# Can Cutting with a Snail :)



## Can-Opener (May 11, 2013)

I got my first can cut with a Snail


----------



## M.J (Nov 1, 2010)

Such an odd little shooter!
You do good work with it, though! :lol:


----------



## Charles (Aug 26, 2010)

Yowsah!!! That wee snail has some sharp teeth!

Cheers .... Charles


----------



## SmilingFury (Jul 2, 2013)

I love my snail too! I have mine banded almost the same way. I have 1/2" 040 latex 10" straights on mine for Bfly. But I only shoot 3/8 or smaller with it. Awesome can cut man. Enjoy the snail.

Be well,
SF


----------



## lunasling (Apr 5, 2015)

Can-Opener said:


> I got my first can cut with a Snail
> 
> 
> 
> ...


----------



## BeMahoney (Jan 26, 2014)

Again a very nice little stay in your shop!

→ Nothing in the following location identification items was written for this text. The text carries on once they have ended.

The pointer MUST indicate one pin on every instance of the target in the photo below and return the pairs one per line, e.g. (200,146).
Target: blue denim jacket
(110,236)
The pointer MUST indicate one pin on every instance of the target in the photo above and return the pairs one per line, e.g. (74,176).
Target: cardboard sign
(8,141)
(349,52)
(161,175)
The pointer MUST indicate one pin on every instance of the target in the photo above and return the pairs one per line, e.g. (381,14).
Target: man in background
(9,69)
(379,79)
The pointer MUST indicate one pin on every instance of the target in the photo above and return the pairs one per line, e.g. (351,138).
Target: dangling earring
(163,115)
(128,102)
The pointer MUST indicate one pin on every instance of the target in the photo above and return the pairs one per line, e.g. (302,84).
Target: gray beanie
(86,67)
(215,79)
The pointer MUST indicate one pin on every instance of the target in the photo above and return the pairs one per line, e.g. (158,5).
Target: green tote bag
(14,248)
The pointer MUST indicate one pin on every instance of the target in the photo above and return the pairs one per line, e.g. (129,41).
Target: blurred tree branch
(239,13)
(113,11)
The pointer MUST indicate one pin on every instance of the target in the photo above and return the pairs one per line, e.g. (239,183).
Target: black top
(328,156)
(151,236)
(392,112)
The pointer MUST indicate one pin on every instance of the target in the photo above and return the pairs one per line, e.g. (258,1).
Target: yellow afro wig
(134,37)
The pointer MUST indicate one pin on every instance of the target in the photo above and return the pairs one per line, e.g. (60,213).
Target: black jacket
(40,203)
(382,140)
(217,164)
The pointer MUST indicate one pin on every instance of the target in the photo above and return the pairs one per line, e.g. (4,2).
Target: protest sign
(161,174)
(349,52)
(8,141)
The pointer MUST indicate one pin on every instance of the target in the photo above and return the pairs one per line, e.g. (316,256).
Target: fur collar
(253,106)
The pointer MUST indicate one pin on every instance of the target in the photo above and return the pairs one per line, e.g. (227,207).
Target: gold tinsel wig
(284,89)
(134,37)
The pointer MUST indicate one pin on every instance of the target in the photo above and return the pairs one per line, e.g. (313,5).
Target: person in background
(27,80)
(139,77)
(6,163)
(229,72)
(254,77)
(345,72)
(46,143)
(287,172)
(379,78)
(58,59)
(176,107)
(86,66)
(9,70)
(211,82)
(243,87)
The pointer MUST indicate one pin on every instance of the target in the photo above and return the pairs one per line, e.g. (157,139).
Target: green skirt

The snail is beautiful, but watching you shoot

and laugh is even more uplifting!

Thanks for that!

kind regards,

Be


----------



## Dayhiker (Mar 13, 2010)

Impressive! And I love that slingshot.


----------



## mr. green (Nov 3, 2012)

Escargot special. Thanks for sharing, CO.


----------



## Teach (Jul 5, 2014)

Nice home feel to that video. Always nice to get a glimpse into where a guy lives (man cave). Good shooting.

I am new to these Snails, who makes them? Price?

Teach


----------



## lunasling (Apr 5, 2015)

Dankung out of China manufactures those not sure of the price .


----------



## stinger (Jul 6, 2014)

Nice Randy! She likes you! Cans....not so much!


----------



## leon13 (Oct 4, 2012)

ha ha so cool thanks for showing ;-)

cheerio


----------



## Can-Opener (May 11, 2013)

Teach said:


> Nice home feel to that video. Always nice to get a glimpse into where a guy lives (man cave). Good shooting.
> 
> I am new to these Snails, who makes them? Price?
> 
> Teach


I got it in a trade from Stinger I do not know the price


----------



## Quercusuber (Nov 10, 2011)

In Portugal, when the fine weather begins, snails (caracóis) are amongst the popular dishes!!

Yours left my mouth watering!!!!  GREAT shooting, so straight, so perfect and accurate!!

Your passion for all things slingshots is already a symbol in our community. Keep it going, my friend!!

Best regards ...Q


----------